JA is the means tested one and JB is based on PRSI contributions, whcih the OP's hubby hasn't goty as he was self-employed.

Dazzles, you should get hubby to sign on. From what you say, there will be no capital value assessment, irrespective of house not sold/sold as it is in negative equity. The means test will take into account the downturn in the economy to the extend that even though your hubby was self-employed, it won't use 2007 or 2006 accounts as a base, as things are completely different now.


----------



## Dazzles (4 Mar 2009)

Sadie and Welfarite - thank you both for your replies.  Contracts are just signed so all going ahead.  I am going to give our solicitor a buzz in the morning and see what he thinks or if he can give hubby something if he decides to go and sign on.  Hopefully hubby will be entitled to something or better still get a job!  2007 accounts were a loss so they can have them all they want - guess we should have seen it coming - thought it was just a bad year...not the beginning of the end!


----------



## Swallows (4 Mar 2009)

Dazzles, I would suggest you visit the St. Vincent De Paul society who may be able to assist you until you get the paperwork sorted. Look the number up in the phone book first thing in the morning.

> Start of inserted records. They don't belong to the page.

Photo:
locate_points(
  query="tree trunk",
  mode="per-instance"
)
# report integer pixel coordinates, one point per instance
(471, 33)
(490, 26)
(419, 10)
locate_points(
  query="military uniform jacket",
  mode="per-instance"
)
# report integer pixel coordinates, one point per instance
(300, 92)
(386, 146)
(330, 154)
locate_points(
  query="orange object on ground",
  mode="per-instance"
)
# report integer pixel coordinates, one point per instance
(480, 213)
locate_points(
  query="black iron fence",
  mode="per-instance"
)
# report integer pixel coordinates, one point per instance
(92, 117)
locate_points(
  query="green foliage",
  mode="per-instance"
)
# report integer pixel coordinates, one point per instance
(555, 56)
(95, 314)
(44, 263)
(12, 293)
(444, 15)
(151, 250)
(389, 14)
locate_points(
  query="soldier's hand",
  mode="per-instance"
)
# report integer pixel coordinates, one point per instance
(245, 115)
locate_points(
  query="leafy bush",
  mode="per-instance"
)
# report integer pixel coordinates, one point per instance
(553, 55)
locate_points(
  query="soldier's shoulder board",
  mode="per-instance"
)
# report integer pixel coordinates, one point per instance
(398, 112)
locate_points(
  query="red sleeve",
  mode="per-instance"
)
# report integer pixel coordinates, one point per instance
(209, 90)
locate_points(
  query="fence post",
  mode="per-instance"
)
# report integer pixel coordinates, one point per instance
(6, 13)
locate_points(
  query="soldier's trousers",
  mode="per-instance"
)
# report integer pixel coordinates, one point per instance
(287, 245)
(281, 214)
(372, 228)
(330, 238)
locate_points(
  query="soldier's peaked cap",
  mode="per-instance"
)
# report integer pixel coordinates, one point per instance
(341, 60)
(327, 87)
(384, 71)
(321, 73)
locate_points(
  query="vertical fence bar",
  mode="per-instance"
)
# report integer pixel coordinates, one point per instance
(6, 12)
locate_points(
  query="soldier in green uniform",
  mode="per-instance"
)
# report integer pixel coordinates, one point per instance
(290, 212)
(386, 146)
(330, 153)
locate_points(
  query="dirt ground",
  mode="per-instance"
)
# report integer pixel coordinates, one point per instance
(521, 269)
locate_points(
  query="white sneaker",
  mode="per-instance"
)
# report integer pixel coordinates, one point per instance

As well as that let your husband take the first step in signing on. Things will sort themselves out, they always do! It's not a good idea to get yourself stressed out because you need to keep a clear head. Good Luck. No one is judging you but you need to do the right thing now and not panic.


----------



## Dazzles (4 Mar 2009)

Thanks for that Swallows.  Isn't it ironic - I did work with SVP.  And I worked for years with a charity helping people in need.  SVP are a fantastic organisation but unlike a lot of people who need the services we have fantastic family support so for the moment I wouldn't ask for their help - not because of pride but because I know there are so many out there who are in a worse situation than us.  Sometimes it just doesn't feel like it. I work with people from disadvantged areas and backgrounds and I think it helps me cope (kind of) with our own situation.  We have a home (just about!), a great family (no doubt there) and a light at the end of the tunnel (I hope!).  It is just a difficult time but please God it will all work out.  But thanks for your reply and kind suggestions.  I am going to stop stressing out and stay in this positive mode!  Hubby is going to go and sign on and just answer what questions are asked.  We have nothing to hide - all they have to do is look at bank statements etc. to see the situation is not pretty! Thanks again everyone for helpful advise.  Hubby says thanks too......


----------